Whether intelligent heating systems or remote-controlled roller shutters, the Internet of Things (IoT) is becoming ever more important in private building automation. In the field of domestic air conditioning and ventilation technology, heat pumps are frequently integrated into the IoT, which means they are connected to an online cloud. They can receive different kinds of data, ie weather data, in order to heat preventively and save energy, but also "track" user habits.
Which implications does this have for households where such products are installed? How can privacy and data security be maintained and what impact do new IoT applications and business models of manufacturers have on residential users?
To address the specific opportunities and challenges for heat pumps in the Internet of Things from different perspectives, an international research cooperation was started within the Heat Pump Centre (HPC) of the International Energy Agency.

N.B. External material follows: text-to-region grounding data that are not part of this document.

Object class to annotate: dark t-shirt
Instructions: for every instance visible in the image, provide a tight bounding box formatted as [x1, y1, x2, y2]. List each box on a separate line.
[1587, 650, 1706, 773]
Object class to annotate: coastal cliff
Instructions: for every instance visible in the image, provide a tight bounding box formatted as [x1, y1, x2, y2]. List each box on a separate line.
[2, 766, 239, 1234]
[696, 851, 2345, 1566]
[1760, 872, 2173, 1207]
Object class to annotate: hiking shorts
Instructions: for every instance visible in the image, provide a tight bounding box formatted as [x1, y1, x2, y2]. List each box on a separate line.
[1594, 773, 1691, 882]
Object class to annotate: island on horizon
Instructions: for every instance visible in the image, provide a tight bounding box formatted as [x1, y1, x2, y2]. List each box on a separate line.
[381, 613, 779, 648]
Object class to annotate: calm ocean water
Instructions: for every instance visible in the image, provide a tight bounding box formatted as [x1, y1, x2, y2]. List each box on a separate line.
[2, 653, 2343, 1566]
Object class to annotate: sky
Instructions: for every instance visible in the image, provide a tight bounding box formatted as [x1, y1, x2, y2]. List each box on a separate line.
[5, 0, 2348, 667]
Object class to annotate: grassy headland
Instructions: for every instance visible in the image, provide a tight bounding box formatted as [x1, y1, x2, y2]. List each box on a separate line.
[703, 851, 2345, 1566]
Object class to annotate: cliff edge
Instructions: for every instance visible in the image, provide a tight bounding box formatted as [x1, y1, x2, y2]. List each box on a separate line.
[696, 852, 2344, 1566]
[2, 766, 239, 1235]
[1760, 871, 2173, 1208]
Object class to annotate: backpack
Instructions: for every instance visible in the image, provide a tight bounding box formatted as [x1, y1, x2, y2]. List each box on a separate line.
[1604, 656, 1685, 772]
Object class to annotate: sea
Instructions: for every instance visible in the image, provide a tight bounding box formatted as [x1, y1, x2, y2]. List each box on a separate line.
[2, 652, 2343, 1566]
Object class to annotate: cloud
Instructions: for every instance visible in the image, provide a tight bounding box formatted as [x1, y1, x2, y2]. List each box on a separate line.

At the ITA, the challenges of these systems are examined from a data protection perspective. The focus here is on data protection by design, data protection-friendly defaults and secure data processing within IoT heat pump systems. For example, what happens to a household's data when its occupants change?
Networked heat pumps will also lead to new applications and business models. The ITA will also look at opportunities and threats of these developments from the perspective of various stakeholders. For example, pilot projects are already underway in which households equipped with centrally coordinated IoT heat pumps are reducing the load on the electricity grid. In these pilot projects, the air in the room is used as a thermal buffer, thereby helping to balance the load better throughout the day.
In Austria, the FH Burgenland, the Austrian Institute of Technology (AIT) and the Technical University Vienna are project partners of the national team, the ITA is part of the project on behalf of the AIT.